I built it for my company's internal use, so far, and that's why there is only one preset available (gerrit). But I often have things like:

// docker-meta.config.js

const repo = "my-registry/my-repo";

const cicdImage = `${repo}/cicd`;
const devcontainerImage = `${repo}/cicd-devcontainer`;
const ansibleImage = `${repo}/cicd-ansible`;

function getCacheEntries(image) {
  const entries = [];
  if (process.env.GERRIT_CHANGE_NUMBER) {
    entries.push(`${image}:gcr-${process.env.GERRIT_CHANGE_NUMBER}`);
  }

  if (process.env.GERRIT_BRANCH) {
    entries.push(`${image}:${process.env.GERRIT_BRANCH}`);
  }
  return entries;
}

module.exports = {
  preset: "gerrit",
  "tag-version": false,
  latest: true,
  groups: {
    default: {
      targets: ["cicd"],
    },
  },
  targets: {
    cicd: {
      images: [cicdImage],
      target: "cicd",
      "cache-to": ["type=inline"],
      "cache-from": getCacheEntries(cicdImage),
    },
    devcontainer: {
      images: [devcontainerImage],
      target: "devcontainer",
      "cache-to": ["type=inline"],
      "cache-from": getCacheEntries(devcontainerImage),
    },
    ansible: {
      images: [
        ansibleImage,
        "my-old-tag/ansible",
      ],
      target: "ansible",
      secret: [`id=id_rsa,src=${process.env.RSA_CREDENTIALS_FILE}`],
      "cache-to": ["type=inline"],
      "cache-from": getCacheEntries(ansibleImage),
    },
  },
};

Which would be otherwise too complicated (if not impossible to do) in HCL. That's to say that scripting is a very needed feature, just like it is for make with its Makefile. I just don't know how that can be done in a clear way (e.g. HCL may be one, Go-template for a Helm-like approach may be another).

PS: regardless, scripting should be off-topic for this issue. We should probably create another to talk about it.

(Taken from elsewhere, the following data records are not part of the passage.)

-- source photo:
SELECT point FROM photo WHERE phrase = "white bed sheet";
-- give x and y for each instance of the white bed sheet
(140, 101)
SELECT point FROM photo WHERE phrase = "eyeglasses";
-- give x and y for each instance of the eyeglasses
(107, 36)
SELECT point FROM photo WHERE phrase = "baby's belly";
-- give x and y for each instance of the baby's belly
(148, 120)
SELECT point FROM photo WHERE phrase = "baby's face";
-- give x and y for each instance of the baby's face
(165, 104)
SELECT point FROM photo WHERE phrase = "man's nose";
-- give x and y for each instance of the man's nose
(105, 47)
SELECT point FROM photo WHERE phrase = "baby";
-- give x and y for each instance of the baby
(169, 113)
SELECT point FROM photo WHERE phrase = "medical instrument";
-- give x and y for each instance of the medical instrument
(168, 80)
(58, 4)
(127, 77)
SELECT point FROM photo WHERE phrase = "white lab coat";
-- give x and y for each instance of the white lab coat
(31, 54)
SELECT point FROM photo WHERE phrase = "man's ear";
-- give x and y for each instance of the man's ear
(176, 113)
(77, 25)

errordeveloper commented 2 years ago

I guess in my view we need to decide what is the scope of bake, should it be a little less then what it is now and allow higher level tools to define more features (like @felipecrs' docket-meta shown above, but perhaps we could provide some examples and a convention for a few popular languages), or should bake get extended and expose e.g. Python or JavaScript syntax instead of HCL (or even offer some pluggable hybrid). Once that is decided upon, we can discuss how features like tagging are exposed to the user in a way that is simple and powerful, yet leaves enough room for user's to expose their own opinions. There are other aspects that bake doesn't address right now and need some customisable interface, e.g. rebuild logic based on image presence in registry, which in imagine is implemented by assuming tags represent unique version of build inputs (which imagine does make best effort to ensure, with some assumptions about build reproducibility). However, imagine is all about a particular set of opinions that may not work for everyone.

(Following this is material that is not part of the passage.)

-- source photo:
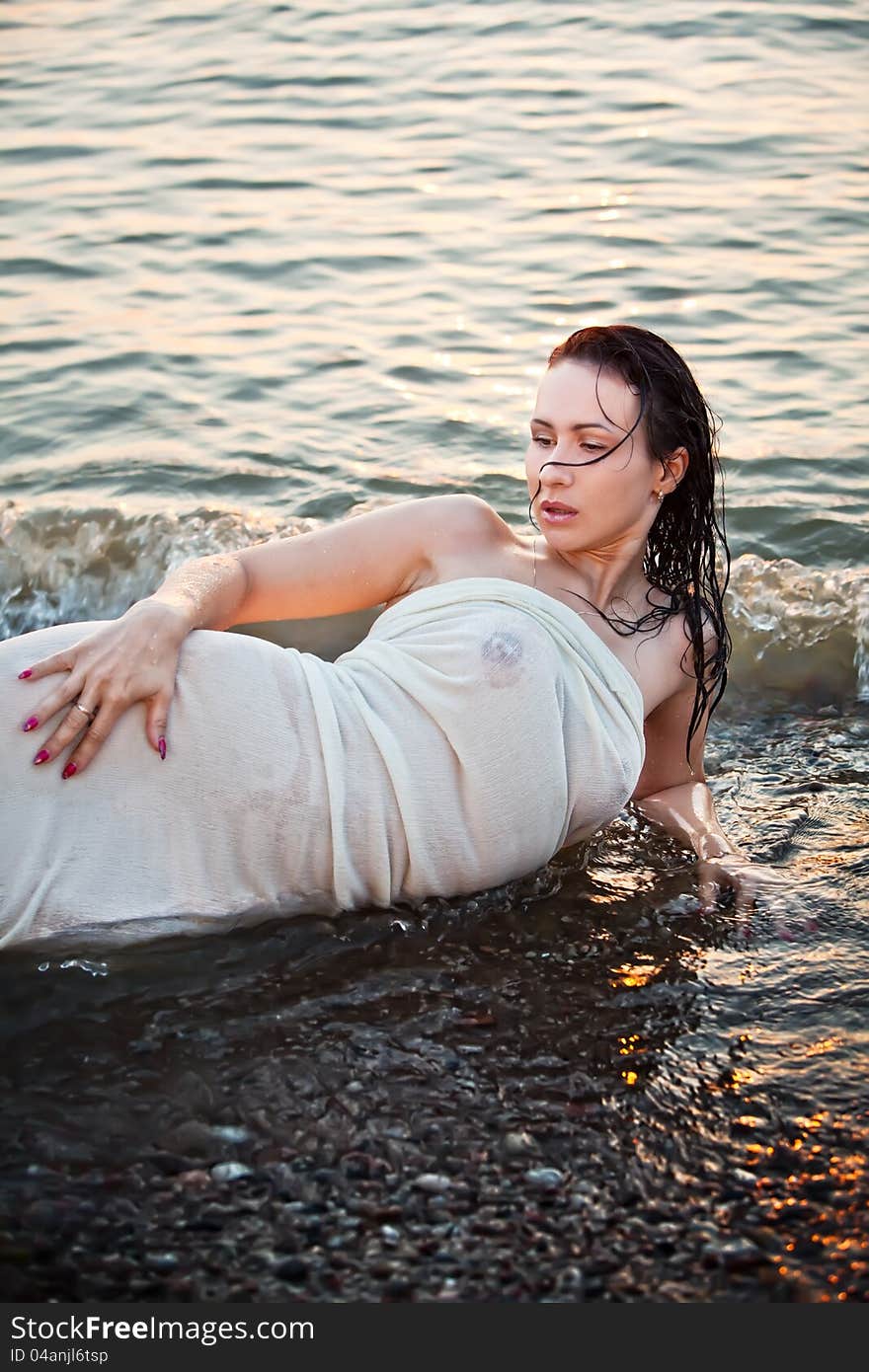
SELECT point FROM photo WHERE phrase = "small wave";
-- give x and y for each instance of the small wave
(798, 630)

errordeveloper commented 2 years ago

...should it be a little less then what it is now and allow higher level tools to define more features

Just wanted to clarify, in this case I am implying that bake would be reduced to support just plain JSON manifests without any of HCL extensions, perhaps even without inheritance, i.e. it would only provide a very basic way of expressing a set of build instructions for more then one image that get built in one go. The reasoning, of course, would be to make it very simple and push anything beyond trivial into another layer. Current HCL front-end could be then converted into a separate piece, if folks are interested. Of course, as I said, there is another route, where bake seems more and more features, but I don't see how that could be done with HCL (I'm happy to elaborate with plenty of example where Terraform hits the wall due to the nature of HCL).

Of course, this discussion deserves a new thread, but it is inevitably related to features like what @crazy-max has proposed here, it's the type of features that extend the scope significantly. We could simply consider this purely on the basis of that bake's behaviour would become reliant on external systems of record like git or include heuristics based on environment variables and date and time, which are the sort of factors that bake currently stays away from (in my best knowledge).